Charles Butler KC (14 August 1750 - 2 June 1832) was an English Roman Catholic lawyer and miscellaneous writer.

==Biography==
Charles Butler was born in London, the son of James Butler, a nephew of Alban Butler. He was educated at Douai. In 1769 he became apprenticed to the conveyancer John Maire, and subsequently (on Maire's death in 1773) to Matthew Duane. In 1775 he set up his own conveyancing practice and entered Lincoln's Inn. He edited, with Francis Hargrave, Coke upon Lyttleton, published in 1775. Peter Bellinger Brodie was one of his students.

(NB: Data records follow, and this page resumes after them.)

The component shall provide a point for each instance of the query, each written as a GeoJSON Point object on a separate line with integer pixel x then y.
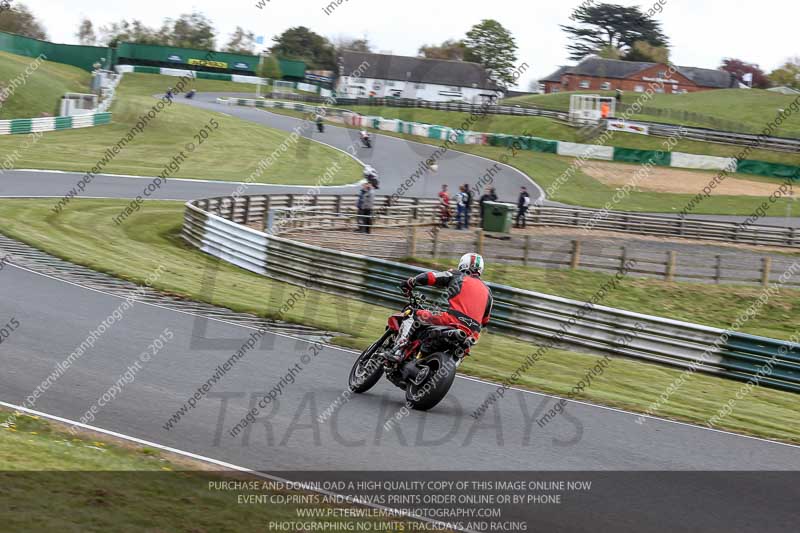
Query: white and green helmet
{"type": "Point", "coordinates": [471, 263]}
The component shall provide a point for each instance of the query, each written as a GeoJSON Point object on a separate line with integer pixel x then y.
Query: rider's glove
{"type": "Point", "coordinates": [407, 286]}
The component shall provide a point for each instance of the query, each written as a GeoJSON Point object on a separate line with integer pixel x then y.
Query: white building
{"type": "Point", "coordinates": [436, 80]}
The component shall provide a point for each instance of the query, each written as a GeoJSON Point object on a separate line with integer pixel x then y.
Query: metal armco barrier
{"type": "Point", "coordinates": [664, 226]}
{"type": "Point", "coordinates": [216, 227]}
{"type": "Point", "coordinates": [617, 221]}
{"type": "Point", "coordinates": [29, 125]}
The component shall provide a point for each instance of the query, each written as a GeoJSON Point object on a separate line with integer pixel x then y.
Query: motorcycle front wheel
{"type": "Point", "coordinates": [368, 368]}
{"type": "Point", "coordinates": [430, 392]}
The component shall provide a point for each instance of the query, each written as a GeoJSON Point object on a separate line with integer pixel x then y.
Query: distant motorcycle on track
{"type": "Point", "coordinates": [366, 141]}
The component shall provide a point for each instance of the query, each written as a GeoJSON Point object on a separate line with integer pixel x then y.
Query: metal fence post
{"type": "Point", "coordinates": [246, 210]}
{"type": "Point", "coordinates": [766, 267]}
{"type": "Point", "coordinates": [671, 260]}
{"type": "Point", "coordinates": [576, 255]}
{"type": "Point", "coordinates": [412, 241]}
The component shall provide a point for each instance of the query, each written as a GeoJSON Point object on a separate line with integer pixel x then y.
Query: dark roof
{"type": "Point", "coordinates": [616, 68]}
{"type": "Point", "coordinates": [556, 76]}
{"type": "Point", "coordinates": [416, 69]}
{"type": "Point", "coordinates": [608, 68]}
{"type": "Point", "coordinates": [710, 78]}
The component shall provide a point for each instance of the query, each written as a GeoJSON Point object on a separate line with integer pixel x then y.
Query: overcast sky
{"type": "Point", "coordinates": [701, 32]}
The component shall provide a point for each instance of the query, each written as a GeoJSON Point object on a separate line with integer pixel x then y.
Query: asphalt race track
{"type": "Point", "coordinates": [55, 317]}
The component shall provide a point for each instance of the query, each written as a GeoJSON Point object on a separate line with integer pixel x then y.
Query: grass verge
{"type": "Point", "coordinates": [90, 482]}
{"type": "Point", "coordinates": [231, 152]}
{"type": "Point", "coordinates": [151, 238]}
{"type": "Point", "coordinates": [42, 88]}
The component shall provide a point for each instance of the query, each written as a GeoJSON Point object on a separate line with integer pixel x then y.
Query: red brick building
{"type": "Point", "coordinates": [598, 74]}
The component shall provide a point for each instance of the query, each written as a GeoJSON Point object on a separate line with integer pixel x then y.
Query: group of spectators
{"type": "Point", "coordinates": [463, 201]}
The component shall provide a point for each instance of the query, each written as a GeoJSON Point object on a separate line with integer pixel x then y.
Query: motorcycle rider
{"type": "Point", "coordinates": [469, 299]}
{"type": "Point", "coordinates": [371, 175]}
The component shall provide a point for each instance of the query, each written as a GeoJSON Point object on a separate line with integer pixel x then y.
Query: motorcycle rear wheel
{"type": "Point", "coordinates": [430, 392]}
{"type": "Point", "coordinates": [368, 368]}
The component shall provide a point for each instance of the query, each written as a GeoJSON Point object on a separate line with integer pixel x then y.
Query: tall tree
{"type": "Point", "coordinates": [131, 32]}
{"type": "Point", "coordinates": [740, 68]}
{"type": "Point", "coordinates": [21, 21]}
{"type": "Point", "coordinates": [303, 44]}
{"type": "Point", "coordinates": [241, 42]}
{"type": "Point", "coordinates": [493, 46]}
{"type": "Point", "coordinates": [611, 25]}
{"type": "Point", "coordinates": [192, 30]}
{"type": "Point", "coordinates": [354, 44]}
{"type": "Point", "coordinates": [86, 33]}
{"type": "Point", "coordinates": [449, 49]}
{"type": "Point", "coordinates": [788, 74]}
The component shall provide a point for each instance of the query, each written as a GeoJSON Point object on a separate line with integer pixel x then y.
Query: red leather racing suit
{"type": "Point", "coordinates": [470, 300]}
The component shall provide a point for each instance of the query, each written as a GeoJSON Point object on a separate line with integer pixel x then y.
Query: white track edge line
{"type": "Point", "coordinates": [468, 378]}
{"type": "Point", "coordinates": [223, 464]}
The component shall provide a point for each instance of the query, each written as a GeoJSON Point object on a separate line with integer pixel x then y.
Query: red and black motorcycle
{"type": "Point", "coordinates": [428, 366]}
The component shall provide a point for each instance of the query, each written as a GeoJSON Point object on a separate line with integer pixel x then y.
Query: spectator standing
{"type": "Point", "coordinates": [467, 204]}
{"type": "Point", "coordinates": [364, 206]}
{"type": "Point", "coordinates": [461, 207]}
{"type": "Point", "coordinates": [367, 206]}
{"type": "Point", "coordinates": [523, 202]}
{"type": "Point", "coordinates": [444, 205]}
{"type": "Point", "coordinates": [488, 196]}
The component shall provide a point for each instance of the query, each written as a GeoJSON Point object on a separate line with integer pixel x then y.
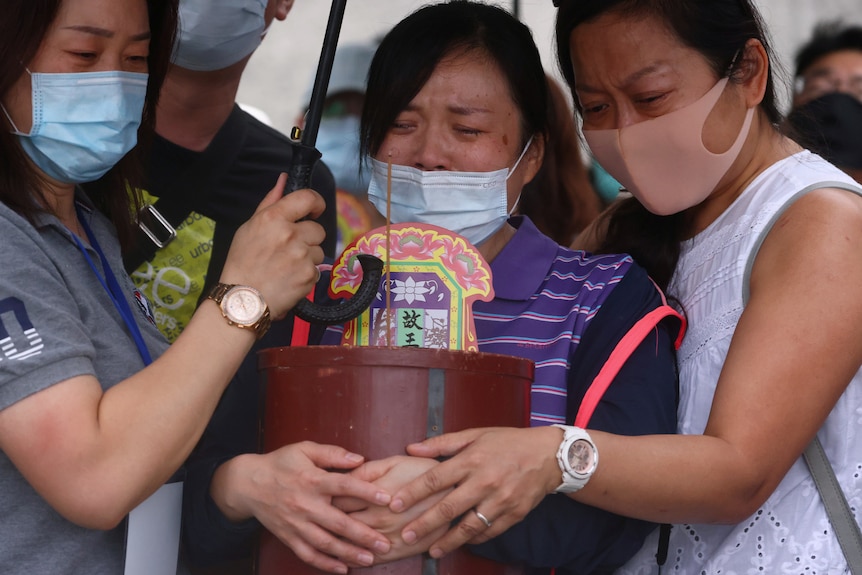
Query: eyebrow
{"type": "Point", "coordinates": [630, 79]}
{"type": "Point", "coordinates": [459, 110]}
{"type": "Point", "coordinates": [103, 33]}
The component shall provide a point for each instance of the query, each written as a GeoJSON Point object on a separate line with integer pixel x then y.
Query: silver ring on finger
{"type": "Point", "coordinates": [482, 518]}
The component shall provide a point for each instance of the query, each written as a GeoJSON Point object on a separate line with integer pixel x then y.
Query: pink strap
{"type": "Point", "coordinates": [620, 355]}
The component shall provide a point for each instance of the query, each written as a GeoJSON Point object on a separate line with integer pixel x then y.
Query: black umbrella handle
{"type": "Point", "coordinates": [372, 272]}
{"type": "Point", "coordinates": [299, 172]}
{"type": "Point", "coordinates": [305, 156]}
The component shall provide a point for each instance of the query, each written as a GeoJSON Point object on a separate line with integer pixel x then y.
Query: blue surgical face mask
{"type": "Point", "coordinates": [338, 143]}
{"type": "Point", "coordinates": [472, 204]}
{"type": "Point", "coordinates": [215, 34]}
{"type": "Point", "coordinates": [83, 123]}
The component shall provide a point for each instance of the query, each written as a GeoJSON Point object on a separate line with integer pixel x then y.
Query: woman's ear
{"type": "Point", "coordinates": [533, 158]}
{"type": "Point", "coordinates": [753, 72]}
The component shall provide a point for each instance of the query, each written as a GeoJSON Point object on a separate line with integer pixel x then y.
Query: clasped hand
{"type": "Point", "coordinates": [502, 473]}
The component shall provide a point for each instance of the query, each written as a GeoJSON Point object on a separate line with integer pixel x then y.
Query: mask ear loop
{"type": "Point", "coordinates": [15, 129]}
{"type": "Point", "coordinates": [733, 62]}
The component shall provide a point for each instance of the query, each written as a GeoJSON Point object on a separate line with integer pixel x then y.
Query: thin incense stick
{"type": "Point", "coordinates": [388, 233]}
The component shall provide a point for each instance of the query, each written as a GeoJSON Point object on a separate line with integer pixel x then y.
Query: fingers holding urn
{"type": "Point", "coordinates": [482, 518]}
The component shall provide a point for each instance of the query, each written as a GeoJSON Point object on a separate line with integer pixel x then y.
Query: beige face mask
{"type": "Point", "coordinates": [663, 161]}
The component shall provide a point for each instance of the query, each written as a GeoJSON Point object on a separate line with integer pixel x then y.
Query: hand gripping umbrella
{"type": "Point", "coordinates": [305, 156]}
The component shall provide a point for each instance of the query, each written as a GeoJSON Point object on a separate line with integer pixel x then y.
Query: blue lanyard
{"type": "Point", "coordinates": [112, 287]}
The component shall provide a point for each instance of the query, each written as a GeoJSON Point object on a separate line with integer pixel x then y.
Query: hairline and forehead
{"type": "Point", "coordinates": [475, 37]}
{"type": "Point", "coordinates": [664, 65]}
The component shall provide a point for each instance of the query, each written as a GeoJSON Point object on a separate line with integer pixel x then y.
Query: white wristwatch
{"type": "Point", "coordinates": [577, 458]}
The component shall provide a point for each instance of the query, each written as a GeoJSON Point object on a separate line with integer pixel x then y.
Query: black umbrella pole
{"type": "Point", "coordinates": [305, 155]}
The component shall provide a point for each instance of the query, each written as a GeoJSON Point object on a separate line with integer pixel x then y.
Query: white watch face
{"type": "Point", "coordinates": [581, 457]}
{"type": "Point", "coordinates": [243, 305]}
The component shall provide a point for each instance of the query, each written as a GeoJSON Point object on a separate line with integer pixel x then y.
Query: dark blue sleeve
{"type": "Point", "coordinates": [560, 532]}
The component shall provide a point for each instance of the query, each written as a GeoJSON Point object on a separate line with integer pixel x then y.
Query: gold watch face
{"type": "Point", "coordinates": [581, 457]}
{"type": "Point", "coordinates": [243, 305]}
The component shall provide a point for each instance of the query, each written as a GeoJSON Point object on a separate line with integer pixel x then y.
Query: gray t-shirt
{"type": "Point", "coordinates": [57, 322]}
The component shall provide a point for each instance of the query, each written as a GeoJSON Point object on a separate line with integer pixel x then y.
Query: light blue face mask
{"type": "Point", "coordinates": [338, 142]}
{"type": "Point", "coordinates": [83, 123]}
{"type": "Point", "coordinates": [472, 204]}
{"type": "Point", "coordinates": [215, 34]}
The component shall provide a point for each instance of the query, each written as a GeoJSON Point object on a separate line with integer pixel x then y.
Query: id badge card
{"type": "Point", "coordinates": [153, 533]}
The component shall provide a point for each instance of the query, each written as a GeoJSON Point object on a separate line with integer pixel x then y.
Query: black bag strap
{"type": "Point", "coordinates": [173, 205]}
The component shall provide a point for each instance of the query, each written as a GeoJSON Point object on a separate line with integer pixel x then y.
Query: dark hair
{"type": "Point", "coordinates": [828, 37]}
{"type": "Point", "coordinates": [560, 200]}
{"type": "Point", "coordinates": [22, 30]}
{"type": "Point", "coordinates": [409, 53]}
{"type": "Point", "coordinates": [717, 29]}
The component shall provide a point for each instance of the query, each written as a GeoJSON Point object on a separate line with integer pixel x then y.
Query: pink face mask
{"type": "Point", "coordinates": [663, 161]}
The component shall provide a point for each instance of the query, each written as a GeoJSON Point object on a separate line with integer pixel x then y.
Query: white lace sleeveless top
{"type": "Point", "coordinates": [791, 532]}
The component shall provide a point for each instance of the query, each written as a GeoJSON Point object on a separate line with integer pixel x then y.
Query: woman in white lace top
{"type": "Point", "coordinates": [759, 241]}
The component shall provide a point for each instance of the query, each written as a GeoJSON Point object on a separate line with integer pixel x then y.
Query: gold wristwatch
{"type": "Point", "coordinates": [242, 306]}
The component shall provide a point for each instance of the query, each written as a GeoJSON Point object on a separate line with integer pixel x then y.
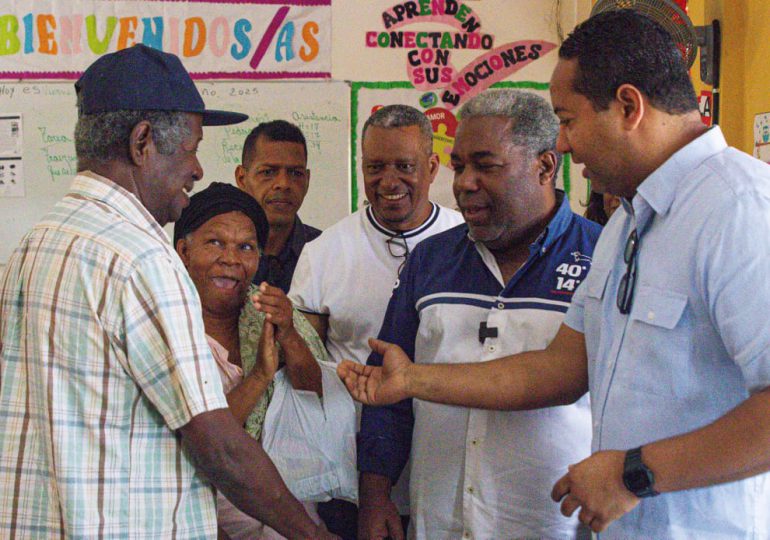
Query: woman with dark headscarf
{"type": "Point", "coordinates": [219, 237]}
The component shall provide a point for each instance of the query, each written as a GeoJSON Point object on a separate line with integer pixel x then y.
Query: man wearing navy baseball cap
{"type": "Point", "coordinates": [113, 422]}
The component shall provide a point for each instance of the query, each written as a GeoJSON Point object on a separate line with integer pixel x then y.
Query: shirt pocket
{"type": "Point", "coordinates": [596, 282]}
{"type": "Point", "coordinates": [656, 354]}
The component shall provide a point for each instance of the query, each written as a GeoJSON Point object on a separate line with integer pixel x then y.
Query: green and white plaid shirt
{"type": "Point", "coordinates": [103, 356]}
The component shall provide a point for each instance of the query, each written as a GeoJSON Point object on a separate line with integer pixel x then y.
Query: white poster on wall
{"type": "Point", "coordinates": [762, 136]}
{"type": "Point", "coordinates": [237, 39]}
{"type": "Point", "coordinates": [367, 97]}
{"type": "Point", "coordinates": [11, 169]}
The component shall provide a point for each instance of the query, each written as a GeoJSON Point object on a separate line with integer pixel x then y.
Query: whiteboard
{"type": "Point", "coordinates": [48, 116]}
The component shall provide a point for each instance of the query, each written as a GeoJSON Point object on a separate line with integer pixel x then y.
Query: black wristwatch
{"type": "Point", "coordinates": [637, 477]}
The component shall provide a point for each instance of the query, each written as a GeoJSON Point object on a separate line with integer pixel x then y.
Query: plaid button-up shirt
{"type": "Point", "coordinates": [103, 356]}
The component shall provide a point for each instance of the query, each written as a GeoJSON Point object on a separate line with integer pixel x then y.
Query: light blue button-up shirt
{"type": "Point", "coordinates": [697, 340]}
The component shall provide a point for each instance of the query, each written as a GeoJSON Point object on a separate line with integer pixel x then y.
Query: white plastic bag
{"type": "Point", "coordinates": [312, 441]}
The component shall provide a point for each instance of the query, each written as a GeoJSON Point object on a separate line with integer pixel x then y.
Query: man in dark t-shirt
{"type": "Point", "coordinates": [274, 171]}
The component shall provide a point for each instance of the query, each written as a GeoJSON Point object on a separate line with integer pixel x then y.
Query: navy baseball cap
{"type": "Point", "coordinates": [141, 78]}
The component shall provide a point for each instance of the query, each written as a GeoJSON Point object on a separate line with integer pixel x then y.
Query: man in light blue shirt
{"type": "Point", "coordinates": [669, 331]}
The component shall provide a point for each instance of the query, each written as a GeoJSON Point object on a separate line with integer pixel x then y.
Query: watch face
{"type": "Point", "coordinates": [636, 480]}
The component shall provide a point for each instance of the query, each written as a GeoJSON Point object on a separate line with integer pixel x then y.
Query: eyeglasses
{"type": "Point", "coordinates": [627, 282]}
{"type": "Point", "coordinates": [397, 247]}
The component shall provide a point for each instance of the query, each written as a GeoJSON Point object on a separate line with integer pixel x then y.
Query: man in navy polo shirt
{"type": "Point", "coordinates": [498, 284]}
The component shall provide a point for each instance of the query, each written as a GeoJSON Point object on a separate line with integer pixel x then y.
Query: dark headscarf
{"type": "Point", "coordinates": [220, 198]}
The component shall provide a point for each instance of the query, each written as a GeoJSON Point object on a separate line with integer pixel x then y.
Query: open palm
{"type": "Point", "coordinates": [374, 385]}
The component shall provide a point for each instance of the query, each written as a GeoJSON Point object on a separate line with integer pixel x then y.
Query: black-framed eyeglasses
{"type": "Point", "coordinates": [397, 247]}
{"type": "Point", "coordinates": [627, 282]}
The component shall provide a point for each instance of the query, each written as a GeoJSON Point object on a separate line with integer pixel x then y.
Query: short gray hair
{"type": "Point", "coordinates": [533, 122]}
{"type": "Point", "coordinates": [396, 116]}
{"type": "Point", "coordinates": [104, 137]}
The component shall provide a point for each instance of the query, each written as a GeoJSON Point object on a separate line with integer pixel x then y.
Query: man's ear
{"type": "Point", "coordinates": [140, 142]}
{"type": "Point", "coordinates": [183, 250]}
{"type": "Point", "coordinates": [632, 105]}
{"type": "Point", "coordinates": [240, 174]}
{"type": "Point", "coordinates": [433, 166]}
{"type": "Point", "coordinates": [546, 163]}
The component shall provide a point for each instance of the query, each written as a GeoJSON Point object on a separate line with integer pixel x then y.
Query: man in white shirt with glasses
{"type": "Point", "coordinates": [344, 278]}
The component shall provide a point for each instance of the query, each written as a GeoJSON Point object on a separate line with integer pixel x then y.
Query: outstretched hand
{"type": "Point", "coordinates": [277, 308]}
{"type": "Point", "coordinates": [267, 353]}
{"type": "Point", "coordinates": [595, 486]}
{"type": "Point", "coordinates": [374, 385]}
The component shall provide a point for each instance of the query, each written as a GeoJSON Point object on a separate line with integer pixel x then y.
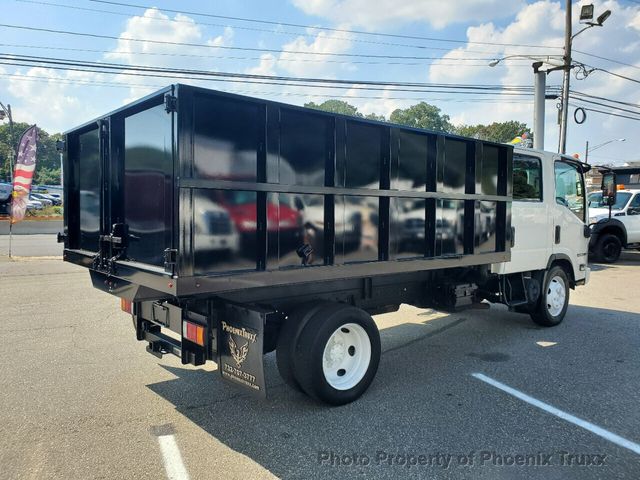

A 1777 pamphlet supporting naval impressments won him the patronage of John Montagu, 4th Earl of Sandwich, but Butler withdrew from general political activity to press for Catholic relief. Secretary of the Catholic Committee from 1782, he was appointed by them to draft a new relief bill in 1788: despite controversy within the English Catholic community over the extent to which the Catholic condition should be assimilated to that of Protestant dissenters, a bill passed on 24 June 1791. In 1792 Butler helped found the Cisalpine Club "to resist any ecclesiastical interference which may militate against the freedom of English Catholics". Relations between cisalpine Catholics, minimising the authority of the Pope over English Catholics, and vicars apostolic (especially Butler's long-time opponent John Milner) were strained; in 1807 a Catholic Board was formed after efforts to repair relations, but Milner would censure Butler in 1822 as 'a rebel to ecclesiastical authority and a public sinner'.

He had considerable practice as a conveyancer, and after the passing of the Roman Catholic Relief Act 1791 was the first Catholic to be called to the bar since 1688. His only appearance at the bar was in Cholmondeley v. Clinton at the House of Lords, which set a precedent for judgements on land removal. In 1832 he took silk, and was made a bencher of Lincoln's Inn.

==Marriage==
Butler married Mary Eyston in 1776; they had one son (who died young) and two daughters.

==Works==
His literary activity was enormous, and the number of his published works comprises about fifty volumes. The most important of them are:
- Reminiscences (1821-1827)
- Horae Biblicae (1797), which passed through several editions
- Horae Juridicae Subsecivae (1804)
- Book of the Roman Catholic Church (1825), which was directed against Southey and excited some controversy
- lives of Erasmus, Grotius, Bossuet, Fénelon
He also edited and completed the Lives of the Saints of his uncle, Alban Butler, Fearne's Essay on Contingent Remainders and Hargrave's edition of Coke upon Littleton's Laws of England (1775).

A complete list of Butler's works is contained in Joseph Gillow's Bibliographical Dictionary of English Catholics, vol. i. pp. 357–364.